25 young people from ages 7-25 brought a lawsuit against the Colombian government, several local governments, and a number of corporations. The young people claimed that climate change along with the government’s failure to reduce deforestation and meet its 2020 zero-net Amazon deforestation target threatened their fundamental rights to a healthy environment, life, health, food, and water. In April 2018, the Supreme Court ruled in favour of the young people, recognizing the Colombian Amazon as having its own rights, and ordered the government to make and carry out action plans to address deforestation in the Amazon. The Supreme Court decision (in Spanish) can be found here. More information about the case can be found here.

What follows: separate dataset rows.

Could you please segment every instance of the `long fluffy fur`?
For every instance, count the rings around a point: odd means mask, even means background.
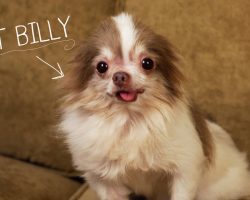
[[[151,72],[141,56],[154,60]],[[109,63],[99,75],[100,60]],[[83,44],[66,78],[61,129],[76,168],[101,200],[236,200],[250,196],[245,155],[187,98],[171,45],[127,14],[104,21]],[[113,94],[112,75],[126,71],[135,102]],[[111,95],[107,95],[111,94]]]

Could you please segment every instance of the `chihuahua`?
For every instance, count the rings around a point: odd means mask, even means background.
[[[103,21],[66,75],[60,127],[101,200],[237,200],[245,154],[205,119],[171,44],[132,16]]]

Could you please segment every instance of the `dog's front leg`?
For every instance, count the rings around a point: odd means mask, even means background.
[[[199,170],[177,174],[173,180],[171,200],[194,200],[200,174]]]
[[[86,176],[86,179],[100,200],[129,200],[128,196],[131,191],[122,185],[99,180],[93,175]]]

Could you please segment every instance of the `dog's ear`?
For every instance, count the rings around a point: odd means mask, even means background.
[[[177,54],[163,36],[156,35],[156,44],[158,44],[157,47],[153,49],[159,55],[156,70],[164,77],[168,91],[178,98],[182,95],[181,87],[184,76],[178,66]]]
[[[153,33],[151,40],[147,41],[147,48],[157,55],[156,70],[165,79],[167,90],[173,97],[180,97],[184,76],[179,69],[179,59],[172,45],[163,36]]]
[[[91,40],[83,42],[76,56],[70,61],[72,65],[65,75],[63,88],[69,92],[79,92],[87,87],[88,81],[94,74],[92,62],[98,50],[92,45]]]
[[[172,97],[182,95],[181,86],[184,76],[178,68],[179,58],[173,46],[163,36],[156,34],[151,28],[135,20],[135,27],[138,30],[138,41],[145,45],[145,48],[156,56],[156,70],[165,79],[167,90]]]

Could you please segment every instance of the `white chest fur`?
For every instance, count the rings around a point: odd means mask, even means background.
[[[183,104],[174,112],[168,108],[113,115],[66,111],[61,127],[76,167],[108,179],[124,174],[127,168],[173,171],[189,162],[188,157],[202,155]]]

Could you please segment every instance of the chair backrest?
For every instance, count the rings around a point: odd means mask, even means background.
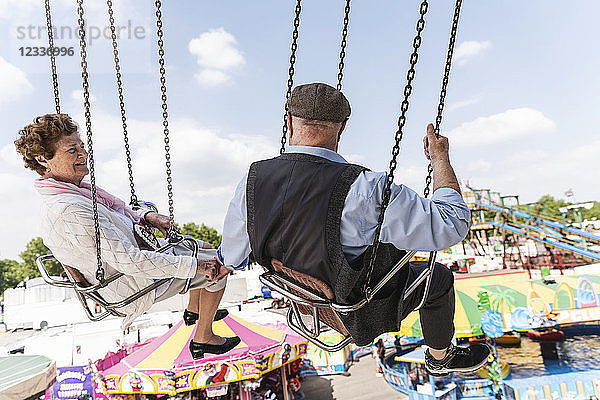
[[[68,265],[63,265],[67,275],[71,278],[71,280],[80,287],[90,287],[92,284],[85,279],[85,276],[77,268],[70,267]]]
[[[273,266],[273,270],[275,273],[284,276],[285,278],[293,281],[298,286],[303,287],[304,289],[312,292],[320,297],[325,297],[328,300],[334,300],[335,296],[333,294],[333,290],[329,287],[328,284],[321,281],[320,279],[314,278],[310,275],[307,275],[303,272],[295,271],[291,268],[286,267],[283,263],[276,259],[271,259],[271,265]],[[294,290],[293,288],[289,289],[290,292],[294,293],[297,296],[303,297],[302,293]],[[312,315],[312,308],[297,303],[298,310],[305,315]],[[319,308],[319,319],[327,324],[332,329],[335,329],[339,333],[344,336],[348,335],[348,330],[340,320],[340,317],[337,315],[335,311],[330,308]]]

In May 2018 ten families, including children, filed a climate change case in the EU General Court against the EU Parliament and Council. The families, from Portugal, Germany, France, Italy, Romania, Kenya, Fiji, and the Swedish Sami Youth Association Sáminuorra, claim that the EU’s 2030 climate target is not enough to prevent dangerous climate change nor to protect their fundamental rights of life, health, occupation and property. The applicants argue that the EU target of a 40% reduction in domestic GHG emissions below 1990 levels by 2030 is unlawful and that a greater level of ambition is required. The European Parliament and the Council have argued that the case is inadmissible. A decision by the Court on admissibility is expected. The application can be found here and more information on the case can be found here.

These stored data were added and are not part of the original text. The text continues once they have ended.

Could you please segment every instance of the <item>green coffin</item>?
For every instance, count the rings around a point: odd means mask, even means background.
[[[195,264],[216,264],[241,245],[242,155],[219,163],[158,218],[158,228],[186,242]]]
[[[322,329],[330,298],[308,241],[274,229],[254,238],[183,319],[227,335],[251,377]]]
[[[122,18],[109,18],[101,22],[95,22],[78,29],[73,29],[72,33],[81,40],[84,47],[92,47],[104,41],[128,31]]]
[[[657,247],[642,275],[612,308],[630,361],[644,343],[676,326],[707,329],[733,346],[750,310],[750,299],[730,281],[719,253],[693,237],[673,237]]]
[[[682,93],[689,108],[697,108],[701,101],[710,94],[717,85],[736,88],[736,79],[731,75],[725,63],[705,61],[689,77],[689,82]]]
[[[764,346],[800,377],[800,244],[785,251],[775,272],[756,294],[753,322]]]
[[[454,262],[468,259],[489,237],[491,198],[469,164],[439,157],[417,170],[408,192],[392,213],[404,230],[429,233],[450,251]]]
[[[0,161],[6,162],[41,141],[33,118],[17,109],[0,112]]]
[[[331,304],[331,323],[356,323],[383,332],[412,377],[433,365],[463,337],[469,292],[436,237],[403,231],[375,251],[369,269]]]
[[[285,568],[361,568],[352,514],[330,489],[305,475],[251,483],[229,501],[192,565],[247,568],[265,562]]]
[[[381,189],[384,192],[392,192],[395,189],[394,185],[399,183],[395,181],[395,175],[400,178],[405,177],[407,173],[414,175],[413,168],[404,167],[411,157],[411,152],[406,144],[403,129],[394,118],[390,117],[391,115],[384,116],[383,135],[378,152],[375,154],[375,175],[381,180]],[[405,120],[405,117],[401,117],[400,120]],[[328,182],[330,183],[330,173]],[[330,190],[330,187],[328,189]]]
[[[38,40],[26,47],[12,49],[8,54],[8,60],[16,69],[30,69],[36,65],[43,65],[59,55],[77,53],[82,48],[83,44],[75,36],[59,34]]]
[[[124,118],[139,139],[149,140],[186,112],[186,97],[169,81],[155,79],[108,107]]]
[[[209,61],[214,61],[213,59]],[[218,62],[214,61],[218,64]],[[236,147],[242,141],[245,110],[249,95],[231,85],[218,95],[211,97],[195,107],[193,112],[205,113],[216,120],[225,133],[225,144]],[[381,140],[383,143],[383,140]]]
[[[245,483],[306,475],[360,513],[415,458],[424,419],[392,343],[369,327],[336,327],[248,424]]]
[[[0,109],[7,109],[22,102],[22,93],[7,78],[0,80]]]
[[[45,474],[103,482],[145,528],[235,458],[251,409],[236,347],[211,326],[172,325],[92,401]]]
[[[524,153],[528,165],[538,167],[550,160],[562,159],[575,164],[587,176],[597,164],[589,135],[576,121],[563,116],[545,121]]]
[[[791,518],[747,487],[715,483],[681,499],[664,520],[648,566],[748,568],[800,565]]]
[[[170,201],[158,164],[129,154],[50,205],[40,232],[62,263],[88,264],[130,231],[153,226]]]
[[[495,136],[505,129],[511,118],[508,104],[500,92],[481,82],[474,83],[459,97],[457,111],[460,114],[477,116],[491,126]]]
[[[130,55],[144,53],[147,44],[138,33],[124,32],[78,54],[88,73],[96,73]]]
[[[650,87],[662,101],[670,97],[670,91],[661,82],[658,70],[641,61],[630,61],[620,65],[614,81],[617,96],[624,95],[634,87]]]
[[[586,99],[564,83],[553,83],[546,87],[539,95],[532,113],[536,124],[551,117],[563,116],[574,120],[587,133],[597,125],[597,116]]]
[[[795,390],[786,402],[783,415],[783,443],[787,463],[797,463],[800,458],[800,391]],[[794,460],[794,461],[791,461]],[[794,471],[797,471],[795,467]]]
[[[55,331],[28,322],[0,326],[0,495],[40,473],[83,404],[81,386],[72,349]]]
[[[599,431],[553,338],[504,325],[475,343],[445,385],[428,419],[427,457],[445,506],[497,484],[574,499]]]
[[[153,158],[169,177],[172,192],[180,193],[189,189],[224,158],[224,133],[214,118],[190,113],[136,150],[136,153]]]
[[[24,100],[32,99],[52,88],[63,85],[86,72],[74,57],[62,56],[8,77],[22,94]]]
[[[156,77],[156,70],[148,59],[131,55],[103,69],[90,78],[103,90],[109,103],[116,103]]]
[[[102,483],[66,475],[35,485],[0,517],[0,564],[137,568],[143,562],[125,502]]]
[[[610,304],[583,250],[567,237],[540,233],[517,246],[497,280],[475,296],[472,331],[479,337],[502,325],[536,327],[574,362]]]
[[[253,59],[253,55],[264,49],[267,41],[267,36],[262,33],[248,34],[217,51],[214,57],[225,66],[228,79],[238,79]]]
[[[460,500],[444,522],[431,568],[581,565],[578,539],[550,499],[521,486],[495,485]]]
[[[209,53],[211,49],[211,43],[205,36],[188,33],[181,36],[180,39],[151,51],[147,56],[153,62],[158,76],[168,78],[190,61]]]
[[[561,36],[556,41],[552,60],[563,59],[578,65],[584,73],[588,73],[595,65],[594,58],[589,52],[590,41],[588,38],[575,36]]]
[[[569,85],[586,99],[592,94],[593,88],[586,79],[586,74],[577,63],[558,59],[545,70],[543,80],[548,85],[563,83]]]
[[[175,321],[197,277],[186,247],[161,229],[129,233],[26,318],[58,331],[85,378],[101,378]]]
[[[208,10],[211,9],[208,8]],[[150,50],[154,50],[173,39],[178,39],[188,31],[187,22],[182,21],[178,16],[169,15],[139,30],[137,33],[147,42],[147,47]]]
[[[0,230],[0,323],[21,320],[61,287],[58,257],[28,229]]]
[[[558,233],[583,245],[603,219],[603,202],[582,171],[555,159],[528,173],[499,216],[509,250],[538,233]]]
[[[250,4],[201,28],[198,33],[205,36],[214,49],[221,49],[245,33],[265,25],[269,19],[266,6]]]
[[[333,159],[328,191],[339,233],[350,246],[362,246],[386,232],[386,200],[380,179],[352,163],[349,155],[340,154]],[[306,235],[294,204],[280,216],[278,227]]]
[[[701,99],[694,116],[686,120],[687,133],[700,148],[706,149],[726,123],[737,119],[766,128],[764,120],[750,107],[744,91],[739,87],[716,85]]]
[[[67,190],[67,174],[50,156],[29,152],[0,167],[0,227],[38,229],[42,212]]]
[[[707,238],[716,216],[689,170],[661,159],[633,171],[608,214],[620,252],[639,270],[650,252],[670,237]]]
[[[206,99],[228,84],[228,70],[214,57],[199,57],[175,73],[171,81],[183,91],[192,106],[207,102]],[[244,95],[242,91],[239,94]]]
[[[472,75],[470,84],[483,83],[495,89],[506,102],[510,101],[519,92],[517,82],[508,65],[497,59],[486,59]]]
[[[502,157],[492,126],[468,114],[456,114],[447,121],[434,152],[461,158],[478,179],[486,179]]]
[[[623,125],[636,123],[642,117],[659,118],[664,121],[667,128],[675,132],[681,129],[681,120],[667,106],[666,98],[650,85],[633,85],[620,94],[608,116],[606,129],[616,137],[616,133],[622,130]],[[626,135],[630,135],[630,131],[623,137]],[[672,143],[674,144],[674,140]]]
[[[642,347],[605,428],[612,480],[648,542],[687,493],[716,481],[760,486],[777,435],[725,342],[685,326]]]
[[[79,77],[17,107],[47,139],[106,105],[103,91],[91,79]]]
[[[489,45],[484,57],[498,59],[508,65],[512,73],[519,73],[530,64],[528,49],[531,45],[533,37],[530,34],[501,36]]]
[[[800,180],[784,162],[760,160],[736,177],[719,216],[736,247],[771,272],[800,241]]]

Asghar Leghari, a Pakistani farmer, brought a climate change case against the Pakistani government for failing to implement its national climate change law and policy. In 2015, the Green Bench of the Lahore High Court upheld the claim, invoking the right to life and the right to dignity. Finding that the government had done little to carry out its national climate law, the court directed government ministries to each nominate a focal point to ensure implementation and present a list of action points. The court also created a Climate Change Commission, mandated to monitor the government’s progress. The court decision can be found here.
On 30 March 2015 the Oslo Principles on Global Climate Change Obligations were launched, formulated by an international group of eminent jurists, including High Court judges, law professors and advocates from countries such as Brazil, China, India, the US and the Netherlands. The Oslo principles hold that regardless of the existence of international agreements, governments already have a legal obligation to avert the harmful effects of climate change, based on existing international human rights law, environmental law and tort law.
The Oslo group endorses the arguments that Urgenda brings forward in its climate case and also provides support to initiatives in other countries to involve the courts in their efforts to contain climate change.
On April 8, Dutch daily newspaper Trouw published an extensive interview with Jaap Spier, Advocate-General to the Dutch Supreme Court, concerning the Oslo Principles and the Urgenda climate case. According to Spier, ‘Courts can force countries to adopt effective climate policies. Court cases are perhaps the only way to break through the political apathy about climate change.’
From the article: Does a judge need to be an activist in order to make a statement about climate change? “No”, says Spier, “it is just a matter of applying existing law, although undoubtedly not all judges will be open to this. Judges with the courage to give a ruling on this will one day be applauded, whereas those who don’t will eventually be tarred and feathered.”